In a letter to board Chair Rebecca Bialecki, Lenox Street resident Harry Haldt III said the up-tick in economic development in Athol – particularly “North Quabbin Commons, the expanded Athol Hospital, and revitalization efforts in downtown Athol” – has resulted in a marked increase in traffic, including more motorists from out of town. Haldt pointed out that the speed limit on Route 2A westbound between North Quabbin Commons and Daniel Shays Highway/Route 202 changes six times, with limits ranging from 25 to 45 miles per hour. Heading east, the posted speed limits differ from those posted,westbound.

“Technically,” he said, “you can be going 30 mph on one side of the street and 25 mph on the other side of the street.”

“There’s increased traffic being generated by the addition to the hospital,” Haldt told the board. “You’ve got the fire department, businesses uptown, people walking, students walking with their phones paying no attention to what they’re doing, people crossing at crosswalks or otherwise, and I don’t see any reason why you can’t slow people down. I’ve seen many cars come to a screeching halt with people stepping into the street.”

Suhoski said the issue of speed limits on 2A had been raised once before and was told by the Dept. of Transportation that the highway is technically under the jurisdiction of the state.

“It doesn’t mean we can’t fight this,” said Suhoski, “but it’s going to become a political effort.”
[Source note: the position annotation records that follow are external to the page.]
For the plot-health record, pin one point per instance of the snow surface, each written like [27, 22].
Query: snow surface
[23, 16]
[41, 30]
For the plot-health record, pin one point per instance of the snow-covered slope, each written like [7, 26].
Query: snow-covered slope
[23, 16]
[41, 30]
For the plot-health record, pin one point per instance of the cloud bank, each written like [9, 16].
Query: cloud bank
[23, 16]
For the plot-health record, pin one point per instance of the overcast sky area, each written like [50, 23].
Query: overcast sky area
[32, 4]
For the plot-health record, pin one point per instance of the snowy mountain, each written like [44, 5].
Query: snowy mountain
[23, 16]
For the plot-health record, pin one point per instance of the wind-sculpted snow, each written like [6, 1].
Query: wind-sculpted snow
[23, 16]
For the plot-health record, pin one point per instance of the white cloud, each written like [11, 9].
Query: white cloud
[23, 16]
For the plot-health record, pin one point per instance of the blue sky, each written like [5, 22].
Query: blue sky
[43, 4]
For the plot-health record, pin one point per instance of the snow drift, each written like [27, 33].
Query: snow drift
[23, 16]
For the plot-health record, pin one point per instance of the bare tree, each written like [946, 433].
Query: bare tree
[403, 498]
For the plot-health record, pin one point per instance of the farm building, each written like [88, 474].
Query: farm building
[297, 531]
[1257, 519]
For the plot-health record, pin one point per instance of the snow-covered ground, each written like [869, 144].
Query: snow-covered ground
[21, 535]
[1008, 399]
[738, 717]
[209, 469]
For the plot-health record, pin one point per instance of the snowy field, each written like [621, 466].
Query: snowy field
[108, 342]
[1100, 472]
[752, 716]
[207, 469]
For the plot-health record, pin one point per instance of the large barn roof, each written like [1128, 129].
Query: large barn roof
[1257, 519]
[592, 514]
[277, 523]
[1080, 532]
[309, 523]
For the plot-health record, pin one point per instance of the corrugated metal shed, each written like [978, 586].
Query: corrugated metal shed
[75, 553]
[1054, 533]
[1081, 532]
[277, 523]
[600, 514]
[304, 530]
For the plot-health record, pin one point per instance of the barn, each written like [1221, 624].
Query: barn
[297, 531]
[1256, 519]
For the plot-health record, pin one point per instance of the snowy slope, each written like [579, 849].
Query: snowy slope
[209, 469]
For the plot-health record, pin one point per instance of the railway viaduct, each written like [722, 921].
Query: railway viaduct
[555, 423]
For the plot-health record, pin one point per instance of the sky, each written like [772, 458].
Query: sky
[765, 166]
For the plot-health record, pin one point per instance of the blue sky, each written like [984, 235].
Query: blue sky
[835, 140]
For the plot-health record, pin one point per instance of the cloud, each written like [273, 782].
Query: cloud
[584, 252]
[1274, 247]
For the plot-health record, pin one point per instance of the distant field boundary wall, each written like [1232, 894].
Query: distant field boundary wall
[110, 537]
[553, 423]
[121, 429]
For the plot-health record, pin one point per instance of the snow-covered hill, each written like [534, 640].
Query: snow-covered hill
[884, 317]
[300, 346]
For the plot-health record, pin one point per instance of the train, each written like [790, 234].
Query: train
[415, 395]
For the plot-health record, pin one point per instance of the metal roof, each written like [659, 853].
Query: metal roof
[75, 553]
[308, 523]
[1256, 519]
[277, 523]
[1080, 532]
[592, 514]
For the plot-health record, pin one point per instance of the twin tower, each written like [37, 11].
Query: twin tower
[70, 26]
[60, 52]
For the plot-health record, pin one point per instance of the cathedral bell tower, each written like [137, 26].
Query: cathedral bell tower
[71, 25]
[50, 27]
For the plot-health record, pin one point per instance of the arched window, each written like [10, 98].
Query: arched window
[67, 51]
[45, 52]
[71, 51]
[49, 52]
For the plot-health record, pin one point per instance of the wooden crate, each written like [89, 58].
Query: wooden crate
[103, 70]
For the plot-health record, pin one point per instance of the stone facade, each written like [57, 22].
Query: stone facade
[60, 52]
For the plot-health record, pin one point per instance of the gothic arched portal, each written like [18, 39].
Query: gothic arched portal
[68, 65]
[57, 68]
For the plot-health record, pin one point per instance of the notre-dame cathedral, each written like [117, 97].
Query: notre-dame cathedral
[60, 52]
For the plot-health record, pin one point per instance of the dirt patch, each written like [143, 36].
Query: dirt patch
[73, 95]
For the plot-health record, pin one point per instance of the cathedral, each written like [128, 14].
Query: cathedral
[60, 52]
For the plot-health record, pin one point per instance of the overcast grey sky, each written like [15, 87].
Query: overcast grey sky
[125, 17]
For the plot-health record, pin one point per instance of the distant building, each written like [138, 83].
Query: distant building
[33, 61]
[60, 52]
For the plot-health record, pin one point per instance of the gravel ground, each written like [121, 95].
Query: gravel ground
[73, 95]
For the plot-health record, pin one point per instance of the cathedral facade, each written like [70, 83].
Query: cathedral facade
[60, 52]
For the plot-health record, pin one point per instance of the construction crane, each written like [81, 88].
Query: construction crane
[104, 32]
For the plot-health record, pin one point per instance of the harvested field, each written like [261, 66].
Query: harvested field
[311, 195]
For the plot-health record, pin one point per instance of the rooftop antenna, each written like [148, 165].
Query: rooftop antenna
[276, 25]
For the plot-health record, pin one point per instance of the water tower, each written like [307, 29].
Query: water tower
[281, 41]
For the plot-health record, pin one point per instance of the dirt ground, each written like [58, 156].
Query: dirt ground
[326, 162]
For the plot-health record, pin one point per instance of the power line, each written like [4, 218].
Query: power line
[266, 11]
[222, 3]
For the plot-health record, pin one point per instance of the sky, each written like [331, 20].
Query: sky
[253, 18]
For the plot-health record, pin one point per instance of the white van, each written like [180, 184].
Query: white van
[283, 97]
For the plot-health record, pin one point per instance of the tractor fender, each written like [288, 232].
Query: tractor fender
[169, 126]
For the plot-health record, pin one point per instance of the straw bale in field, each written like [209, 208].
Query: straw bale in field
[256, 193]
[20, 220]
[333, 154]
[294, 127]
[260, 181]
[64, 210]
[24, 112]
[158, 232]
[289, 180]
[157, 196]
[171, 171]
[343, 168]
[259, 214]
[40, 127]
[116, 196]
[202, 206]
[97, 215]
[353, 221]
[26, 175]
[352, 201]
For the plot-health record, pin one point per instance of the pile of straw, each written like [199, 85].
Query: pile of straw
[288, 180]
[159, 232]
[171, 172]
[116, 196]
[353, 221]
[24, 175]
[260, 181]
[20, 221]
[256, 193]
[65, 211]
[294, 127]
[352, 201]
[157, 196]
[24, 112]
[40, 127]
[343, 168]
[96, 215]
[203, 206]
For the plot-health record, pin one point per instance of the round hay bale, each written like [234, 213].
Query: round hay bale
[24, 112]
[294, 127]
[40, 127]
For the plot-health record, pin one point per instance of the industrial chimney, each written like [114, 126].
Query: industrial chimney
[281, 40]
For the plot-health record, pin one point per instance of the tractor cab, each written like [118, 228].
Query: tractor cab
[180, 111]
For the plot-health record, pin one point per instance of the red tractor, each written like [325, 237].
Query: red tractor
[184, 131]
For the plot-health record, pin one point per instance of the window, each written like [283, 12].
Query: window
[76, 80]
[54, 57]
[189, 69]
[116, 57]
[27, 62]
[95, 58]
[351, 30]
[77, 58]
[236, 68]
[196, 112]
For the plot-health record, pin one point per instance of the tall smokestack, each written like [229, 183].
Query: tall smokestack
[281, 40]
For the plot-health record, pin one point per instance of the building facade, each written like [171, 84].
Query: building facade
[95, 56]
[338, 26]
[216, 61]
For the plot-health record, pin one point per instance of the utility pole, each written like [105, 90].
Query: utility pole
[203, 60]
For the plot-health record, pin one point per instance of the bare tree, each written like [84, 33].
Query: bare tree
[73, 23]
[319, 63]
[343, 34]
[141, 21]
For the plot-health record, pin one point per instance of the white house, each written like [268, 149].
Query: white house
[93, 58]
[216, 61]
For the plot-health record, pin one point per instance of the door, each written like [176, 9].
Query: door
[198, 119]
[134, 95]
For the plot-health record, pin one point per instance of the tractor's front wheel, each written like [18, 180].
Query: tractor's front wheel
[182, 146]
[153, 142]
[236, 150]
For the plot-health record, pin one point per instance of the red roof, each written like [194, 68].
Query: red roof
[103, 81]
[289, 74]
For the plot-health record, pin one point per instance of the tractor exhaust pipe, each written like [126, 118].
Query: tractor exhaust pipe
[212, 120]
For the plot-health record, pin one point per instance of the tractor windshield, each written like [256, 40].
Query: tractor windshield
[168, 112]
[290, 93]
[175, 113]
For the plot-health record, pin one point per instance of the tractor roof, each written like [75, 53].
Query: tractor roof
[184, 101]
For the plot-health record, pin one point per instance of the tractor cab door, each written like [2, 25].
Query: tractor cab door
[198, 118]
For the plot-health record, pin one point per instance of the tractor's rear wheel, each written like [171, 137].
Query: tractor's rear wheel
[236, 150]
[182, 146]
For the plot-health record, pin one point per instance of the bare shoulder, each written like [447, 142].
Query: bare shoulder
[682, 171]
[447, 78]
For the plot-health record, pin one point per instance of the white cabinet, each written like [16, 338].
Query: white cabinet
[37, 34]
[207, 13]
“I think there’s almost a two-step process,” said Board Chair Rebecca Bialecki. “I think we need to do both, because it is a critical and urgent safety issue. Lowering the speed is a relatively quicker way to address some of the safety concerns. But, going forward, I know we’ve always had a need for sidewalk space running toward Hannaford Plaza, but right now I think the more urgent need is the stretch from the high school up to North Quabbin Commons.”

“I think both ends of it are urgent,” said board member Stephen Raymond.

“We need to engage our legislators on this to help with MassDOT,” said Suhoski. “The political will is where their resources go.”

“We’ve done a lot of investment here in Athol, to have a stronger economy, be more self-sufficient,” said Bialecki, “and if these kind of infrastructure supports from the state can help us maintain and continue to grow, I don’t see how they could say that’s not a priority for them, too.”

The board ultimately voted to have Suhoski send a letter to the Dept. of Transportation and to state Senator Ann Gobi and state Representative Susannah Whipps advising them the town wants to see the establishment of 25 mph speed limit for Route 2A, as well as the construction of sidewalks along South Main Street and between the high school and North Quabbin Commons.